House of Names (Toibin) - Book Reviews

Book Reviews
Written with the ‘knowledge that the time of the gods has passed, Colm Toibin’s take on the classic myth of Agamemnon and Clytemnestra in House of Names evokes a husband’s vanity and a wife’s rage, casting the fragility of our closest bonds in fresh light.
Vogue


Toibíin refreshes a classic…. The result is a dramatic, intimate chronicle of a family implosion set in unsettling times as gods withdraw from human affairs.
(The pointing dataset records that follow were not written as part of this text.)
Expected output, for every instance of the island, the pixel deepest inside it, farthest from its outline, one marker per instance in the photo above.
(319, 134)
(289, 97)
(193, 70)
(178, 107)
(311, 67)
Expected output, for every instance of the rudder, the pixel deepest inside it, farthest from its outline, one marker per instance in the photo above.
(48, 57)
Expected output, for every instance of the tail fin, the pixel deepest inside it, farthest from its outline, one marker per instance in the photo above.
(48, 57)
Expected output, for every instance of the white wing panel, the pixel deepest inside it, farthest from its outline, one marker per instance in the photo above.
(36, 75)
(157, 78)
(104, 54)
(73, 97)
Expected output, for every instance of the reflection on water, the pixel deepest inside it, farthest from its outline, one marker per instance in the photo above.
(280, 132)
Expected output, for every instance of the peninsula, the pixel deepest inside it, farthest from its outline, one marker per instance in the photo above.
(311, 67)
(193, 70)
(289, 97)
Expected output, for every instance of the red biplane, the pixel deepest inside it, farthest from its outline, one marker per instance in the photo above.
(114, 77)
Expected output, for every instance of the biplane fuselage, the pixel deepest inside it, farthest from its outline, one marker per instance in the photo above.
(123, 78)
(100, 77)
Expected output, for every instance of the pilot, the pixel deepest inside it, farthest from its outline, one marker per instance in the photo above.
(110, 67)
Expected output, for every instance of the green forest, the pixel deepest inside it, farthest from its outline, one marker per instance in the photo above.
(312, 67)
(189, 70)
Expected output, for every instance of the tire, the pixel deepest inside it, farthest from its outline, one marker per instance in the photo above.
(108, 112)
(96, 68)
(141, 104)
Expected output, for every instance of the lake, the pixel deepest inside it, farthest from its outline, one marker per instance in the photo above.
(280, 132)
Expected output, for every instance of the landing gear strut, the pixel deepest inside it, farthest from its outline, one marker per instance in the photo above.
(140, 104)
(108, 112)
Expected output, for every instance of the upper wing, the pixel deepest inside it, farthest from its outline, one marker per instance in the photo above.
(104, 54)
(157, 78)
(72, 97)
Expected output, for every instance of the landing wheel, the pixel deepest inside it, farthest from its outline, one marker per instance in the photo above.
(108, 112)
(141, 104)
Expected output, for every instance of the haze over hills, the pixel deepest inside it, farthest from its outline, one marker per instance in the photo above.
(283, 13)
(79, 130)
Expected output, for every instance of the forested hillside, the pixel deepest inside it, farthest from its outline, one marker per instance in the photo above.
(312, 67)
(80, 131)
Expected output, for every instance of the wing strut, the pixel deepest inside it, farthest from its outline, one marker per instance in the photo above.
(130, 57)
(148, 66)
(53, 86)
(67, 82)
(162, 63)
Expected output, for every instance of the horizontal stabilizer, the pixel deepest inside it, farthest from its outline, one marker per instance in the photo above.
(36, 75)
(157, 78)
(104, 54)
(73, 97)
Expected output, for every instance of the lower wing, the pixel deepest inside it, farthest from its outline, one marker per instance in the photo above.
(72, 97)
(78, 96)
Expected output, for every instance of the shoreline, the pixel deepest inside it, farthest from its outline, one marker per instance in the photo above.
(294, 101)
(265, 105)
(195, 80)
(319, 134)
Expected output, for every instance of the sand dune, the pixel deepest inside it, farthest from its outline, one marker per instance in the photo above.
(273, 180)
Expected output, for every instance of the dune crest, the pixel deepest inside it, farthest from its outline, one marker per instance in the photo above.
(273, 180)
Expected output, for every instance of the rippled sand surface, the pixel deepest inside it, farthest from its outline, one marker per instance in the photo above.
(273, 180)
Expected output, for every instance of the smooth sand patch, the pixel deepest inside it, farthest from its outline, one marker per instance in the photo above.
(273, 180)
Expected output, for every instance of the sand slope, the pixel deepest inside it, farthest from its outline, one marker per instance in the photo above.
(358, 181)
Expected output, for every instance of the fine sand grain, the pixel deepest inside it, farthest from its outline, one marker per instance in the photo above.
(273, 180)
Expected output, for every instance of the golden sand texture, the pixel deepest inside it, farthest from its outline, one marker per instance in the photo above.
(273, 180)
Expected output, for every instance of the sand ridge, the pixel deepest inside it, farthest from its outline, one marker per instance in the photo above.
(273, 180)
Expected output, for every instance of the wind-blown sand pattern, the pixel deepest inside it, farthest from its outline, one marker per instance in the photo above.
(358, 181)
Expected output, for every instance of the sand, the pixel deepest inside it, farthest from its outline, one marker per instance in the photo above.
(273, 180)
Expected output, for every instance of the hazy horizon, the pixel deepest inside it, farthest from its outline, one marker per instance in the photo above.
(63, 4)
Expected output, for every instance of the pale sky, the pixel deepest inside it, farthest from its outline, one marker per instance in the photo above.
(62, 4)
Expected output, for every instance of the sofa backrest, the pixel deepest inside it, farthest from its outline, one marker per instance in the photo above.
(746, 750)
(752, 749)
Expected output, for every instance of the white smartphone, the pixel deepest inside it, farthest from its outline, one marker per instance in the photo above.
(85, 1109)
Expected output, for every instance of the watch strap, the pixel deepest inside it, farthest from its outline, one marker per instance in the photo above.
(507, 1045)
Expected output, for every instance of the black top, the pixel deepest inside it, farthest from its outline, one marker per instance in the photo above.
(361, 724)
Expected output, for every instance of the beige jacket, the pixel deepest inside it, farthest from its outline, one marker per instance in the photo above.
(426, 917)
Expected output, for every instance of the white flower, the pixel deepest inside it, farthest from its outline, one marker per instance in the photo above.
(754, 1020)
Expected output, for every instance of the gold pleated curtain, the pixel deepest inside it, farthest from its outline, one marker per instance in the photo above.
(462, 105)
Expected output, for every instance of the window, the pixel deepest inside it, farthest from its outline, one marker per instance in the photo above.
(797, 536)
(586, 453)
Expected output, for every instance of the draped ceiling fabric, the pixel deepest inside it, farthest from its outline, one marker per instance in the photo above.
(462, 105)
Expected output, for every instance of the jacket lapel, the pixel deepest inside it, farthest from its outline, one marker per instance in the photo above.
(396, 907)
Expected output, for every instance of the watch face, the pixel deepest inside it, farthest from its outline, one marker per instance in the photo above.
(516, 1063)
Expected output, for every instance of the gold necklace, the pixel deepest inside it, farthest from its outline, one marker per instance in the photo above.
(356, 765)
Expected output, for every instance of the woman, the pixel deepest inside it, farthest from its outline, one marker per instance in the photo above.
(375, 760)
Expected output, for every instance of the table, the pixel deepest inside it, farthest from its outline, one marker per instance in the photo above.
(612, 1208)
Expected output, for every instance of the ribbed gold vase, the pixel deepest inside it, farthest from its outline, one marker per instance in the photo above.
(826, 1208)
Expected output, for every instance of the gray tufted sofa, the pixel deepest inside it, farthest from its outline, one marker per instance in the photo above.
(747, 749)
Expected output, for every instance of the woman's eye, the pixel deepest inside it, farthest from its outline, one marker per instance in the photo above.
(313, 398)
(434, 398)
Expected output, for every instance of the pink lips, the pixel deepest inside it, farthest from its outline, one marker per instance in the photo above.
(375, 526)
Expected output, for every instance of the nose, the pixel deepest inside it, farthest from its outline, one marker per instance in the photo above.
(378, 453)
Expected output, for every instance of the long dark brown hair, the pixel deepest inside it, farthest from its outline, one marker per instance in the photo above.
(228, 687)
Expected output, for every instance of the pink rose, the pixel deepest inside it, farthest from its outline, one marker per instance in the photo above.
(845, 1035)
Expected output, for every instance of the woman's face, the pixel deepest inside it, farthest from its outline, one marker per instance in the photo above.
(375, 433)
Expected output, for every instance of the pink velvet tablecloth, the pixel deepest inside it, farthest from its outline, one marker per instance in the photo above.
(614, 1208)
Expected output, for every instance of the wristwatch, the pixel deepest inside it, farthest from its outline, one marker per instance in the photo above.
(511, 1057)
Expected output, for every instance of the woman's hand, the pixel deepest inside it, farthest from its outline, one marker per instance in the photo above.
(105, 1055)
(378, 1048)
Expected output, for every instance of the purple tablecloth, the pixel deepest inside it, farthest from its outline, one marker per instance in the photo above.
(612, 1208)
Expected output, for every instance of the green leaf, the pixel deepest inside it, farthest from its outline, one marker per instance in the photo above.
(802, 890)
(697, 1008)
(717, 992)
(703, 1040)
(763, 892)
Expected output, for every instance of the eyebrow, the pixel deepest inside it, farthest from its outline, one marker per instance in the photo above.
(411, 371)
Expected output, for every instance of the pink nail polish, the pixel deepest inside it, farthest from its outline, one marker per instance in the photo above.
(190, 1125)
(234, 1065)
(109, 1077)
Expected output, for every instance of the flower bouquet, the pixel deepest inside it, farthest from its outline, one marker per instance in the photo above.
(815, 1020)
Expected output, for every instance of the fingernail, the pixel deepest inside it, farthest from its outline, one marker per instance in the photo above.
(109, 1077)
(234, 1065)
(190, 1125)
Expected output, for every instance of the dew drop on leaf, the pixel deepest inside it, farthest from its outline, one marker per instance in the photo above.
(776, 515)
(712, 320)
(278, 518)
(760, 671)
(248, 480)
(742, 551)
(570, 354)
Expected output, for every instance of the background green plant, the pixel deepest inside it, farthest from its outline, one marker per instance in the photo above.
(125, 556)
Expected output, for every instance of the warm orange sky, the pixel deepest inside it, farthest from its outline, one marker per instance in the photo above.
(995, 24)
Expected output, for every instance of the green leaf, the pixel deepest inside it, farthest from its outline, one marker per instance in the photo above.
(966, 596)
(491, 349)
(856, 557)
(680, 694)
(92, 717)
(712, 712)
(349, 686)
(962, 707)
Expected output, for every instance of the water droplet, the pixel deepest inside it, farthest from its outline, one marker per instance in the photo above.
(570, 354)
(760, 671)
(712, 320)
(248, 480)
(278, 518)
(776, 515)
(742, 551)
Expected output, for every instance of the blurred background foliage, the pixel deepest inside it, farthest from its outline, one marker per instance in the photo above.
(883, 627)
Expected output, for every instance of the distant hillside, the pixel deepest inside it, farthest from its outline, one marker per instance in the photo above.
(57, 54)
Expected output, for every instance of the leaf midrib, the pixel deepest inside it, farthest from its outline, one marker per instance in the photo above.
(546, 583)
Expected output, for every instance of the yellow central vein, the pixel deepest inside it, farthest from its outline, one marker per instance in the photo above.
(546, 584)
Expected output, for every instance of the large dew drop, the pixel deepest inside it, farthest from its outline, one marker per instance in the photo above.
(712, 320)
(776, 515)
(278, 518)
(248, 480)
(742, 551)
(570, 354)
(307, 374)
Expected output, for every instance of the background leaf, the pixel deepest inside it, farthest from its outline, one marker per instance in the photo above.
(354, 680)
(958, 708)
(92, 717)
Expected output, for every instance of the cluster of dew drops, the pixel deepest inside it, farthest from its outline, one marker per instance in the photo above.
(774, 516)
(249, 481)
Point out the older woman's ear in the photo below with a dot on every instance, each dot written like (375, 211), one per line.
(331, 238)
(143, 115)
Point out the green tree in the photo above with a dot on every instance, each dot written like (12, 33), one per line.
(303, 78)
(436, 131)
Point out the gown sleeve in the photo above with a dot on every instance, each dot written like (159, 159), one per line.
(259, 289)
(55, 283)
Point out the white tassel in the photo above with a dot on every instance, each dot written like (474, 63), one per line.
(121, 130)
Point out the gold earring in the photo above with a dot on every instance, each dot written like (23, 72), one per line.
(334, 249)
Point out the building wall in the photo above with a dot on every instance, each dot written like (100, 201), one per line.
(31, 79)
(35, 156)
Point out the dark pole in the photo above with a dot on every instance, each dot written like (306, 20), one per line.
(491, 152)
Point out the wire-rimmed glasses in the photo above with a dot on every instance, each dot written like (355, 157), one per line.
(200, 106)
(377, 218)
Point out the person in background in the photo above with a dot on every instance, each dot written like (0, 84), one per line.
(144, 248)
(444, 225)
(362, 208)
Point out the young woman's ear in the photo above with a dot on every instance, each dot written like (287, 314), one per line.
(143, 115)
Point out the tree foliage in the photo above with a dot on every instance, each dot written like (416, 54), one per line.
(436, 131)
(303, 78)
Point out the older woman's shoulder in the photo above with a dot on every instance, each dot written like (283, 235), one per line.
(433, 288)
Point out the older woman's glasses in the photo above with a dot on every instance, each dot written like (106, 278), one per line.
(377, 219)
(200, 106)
Far from the Brooklyn or Ireland of his recent bestsellers, Toibin explores universal themes of failure, loss, loneliness, and repression.
Publishers Weekly


(Starred review.) Irish master Toibin's new novel is a taut retelling of a foundational Western story.…This extraordinary book reads like a pristine translation rather than a retelling, conveying both confounded strangeness and timeless truths about love's sometimes terrible and always exhilarating energies. —John G. Matthews, Washington State Univ. Libs., Pullman
Library Journal


(Starred review.) Brilliant...Tóibín's accomplishment here is to render myth plausible while at the same time preserving its high drama... gripping... The selfish side of human nature is... made tangible and graphic in Toibin's lush prose.
Booklist


Toibin, an enthusiast of classic storytelling…takes a crack at Greek mythology.… Toibin reframes this version in "a time when the gods are fading," the better to lay the blame for our human failures plainly on ourselves.… [A]lternately fiery and plodding, but Toibin plainly grasps the reasons for its timelessness.